Tag Archives: Series

Articles that are too big to fit into one part.

#0421 – SQL Server – SSIS – Wild card search to find if a file exists in a folder or directory

I recently answered a question on a forum which I believe will be useful to many of the readers in the audience.

SSIS packages are widely used for data import from and export to files. One of the main tasks in this situation would be to check if files with certain kinds of names exist in a particular folder or directory, i.e. basically perform a wild-card search in a directory.

The solution

This can be achieved by using the EnumerateFiles() method of the System.IO.Directory class in the SSIS Script task. Here’s the sample package:

In a folder, I have a set of files, some with similar names (which we will search from the SSIS package).

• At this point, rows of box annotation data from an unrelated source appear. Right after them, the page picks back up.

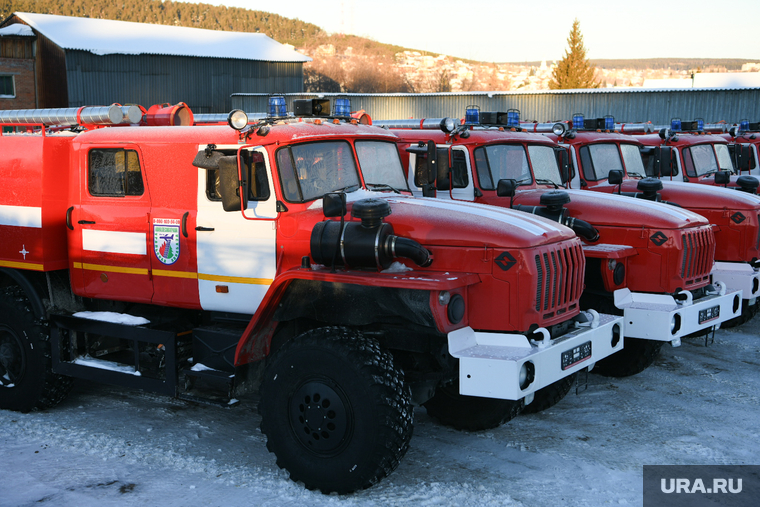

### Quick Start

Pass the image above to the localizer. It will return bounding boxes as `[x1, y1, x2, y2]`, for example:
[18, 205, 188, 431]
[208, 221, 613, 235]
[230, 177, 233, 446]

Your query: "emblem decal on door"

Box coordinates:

Files existing in the directory to be searched

The SSIS package has two (2) variables:

Variable Name	Configuration on the Script Task	Description
SearchPath	ReadOnly, Input	This is the path to be searched
SearchPattern	ReadOnly, Input	Pattern to be searched
FileExists	ReadWrite, Output	A boolean indicating downstream processes whether files were found or not

Table 1: Variables on the SSIS package

Screenshot showing the variables and their configuration on the script task

The script is a quite simple implementation as below:

public void Main()
{
    // SQLTwins: SSIS: Blog #0421

    string searchPath = Dts.Variables["User::SearchPath"].Value.ToString();
    string searchPattern = Dts.Variables["User::SearchPattern"].Value.ToString();

    System.Collections.Generic.List<string> searchResults = System.IO.Directory.EnumerateFileSystemEntries(searchPath, searchPattern).ToList();

    if (searchResults.Any())
    {
        Dts.Variables["User::FileExists"].Value = true;
    }

    Dts.TaskResult = (int)ScriptResults.Success;
}

Ensure that you have the following directive in the “namespaces” section of your script:

using System.Linq;

Here’s the script in action:

Screenshot showing the script in debug mode indicating that files were found matching the pattern.

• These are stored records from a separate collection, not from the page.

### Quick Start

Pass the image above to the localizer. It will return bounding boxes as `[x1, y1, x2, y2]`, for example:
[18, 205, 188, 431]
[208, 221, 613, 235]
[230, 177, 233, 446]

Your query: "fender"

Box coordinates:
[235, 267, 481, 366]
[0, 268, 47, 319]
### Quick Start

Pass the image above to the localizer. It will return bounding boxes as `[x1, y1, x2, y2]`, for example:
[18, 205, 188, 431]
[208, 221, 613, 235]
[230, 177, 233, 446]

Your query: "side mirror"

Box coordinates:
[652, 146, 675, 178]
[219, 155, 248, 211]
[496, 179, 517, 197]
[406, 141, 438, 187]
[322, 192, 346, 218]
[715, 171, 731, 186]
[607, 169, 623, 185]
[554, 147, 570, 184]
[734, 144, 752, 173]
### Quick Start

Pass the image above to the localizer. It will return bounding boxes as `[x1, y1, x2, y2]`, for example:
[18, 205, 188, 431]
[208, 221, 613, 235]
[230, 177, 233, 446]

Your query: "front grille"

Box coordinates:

As you can see, the script can help perform a wild-card search in a given folder or directory.

#0416 – SQL Server – Msg 8101 – Use column lists when working with IDENTITY columns

1 Reply

I have often written about IDENTITY columns on my blog. Identity columns, most commonly used to implement auto-increment keys, have been around for more than a decade now. Yet, I often see teams run into interesting use cases especially in cases where data is being migrated from one system to another.

Today’s post is based on one such incident that came to my attention.

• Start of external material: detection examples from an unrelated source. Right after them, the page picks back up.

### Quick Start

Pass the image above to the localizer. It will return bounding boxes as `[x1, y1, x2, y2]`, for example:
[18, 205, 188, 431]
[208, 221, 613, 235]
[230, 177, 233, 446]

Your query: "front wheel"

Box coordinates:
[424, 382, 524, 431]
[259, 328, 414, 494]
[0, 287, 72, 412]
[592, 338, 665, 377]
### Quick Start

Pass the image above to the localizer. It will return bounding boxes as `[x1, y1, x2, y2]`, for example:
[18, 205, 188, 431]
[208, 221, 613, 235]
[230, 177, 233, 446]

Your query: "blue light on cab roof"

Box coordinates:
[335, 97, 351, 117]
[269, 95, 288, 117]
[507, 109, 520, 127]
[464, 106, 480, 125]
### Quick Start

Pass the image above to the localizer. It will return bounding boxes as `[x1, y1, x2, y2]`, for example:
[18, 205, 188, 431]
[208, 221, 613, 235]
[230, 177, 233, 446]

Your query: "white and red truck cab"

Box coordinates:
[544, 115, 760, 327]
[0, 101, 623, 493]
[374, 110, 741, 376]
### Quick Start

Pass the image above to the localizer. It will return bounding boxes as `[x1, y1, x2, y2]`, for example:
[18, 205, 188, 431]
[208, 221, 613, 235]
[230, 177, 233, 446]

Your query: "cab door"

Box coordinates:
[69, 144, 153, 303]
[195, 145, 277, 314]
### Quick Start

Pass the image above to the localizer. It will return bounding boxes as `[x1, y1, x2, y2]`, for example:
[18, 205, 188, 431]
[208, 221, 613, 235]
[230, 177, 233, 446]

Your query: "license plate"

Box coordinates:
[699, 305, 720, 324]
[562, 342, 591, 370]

The team was trying to migrate data from one table to another as part of an exercise to change the database structure for more efficiency. When moving the data from one table to another, they were using the option (SET IDENTITY_INSERT ON) in order to explicitly insert values into the Identity column. However, they were running into an error.

Msg 8101, Level 16, State 1, Line 24
An explicit value for the identity column in table 'dbo.tIdentity' can only be specified when a column list is used and IDENTITY_INSERT is ON.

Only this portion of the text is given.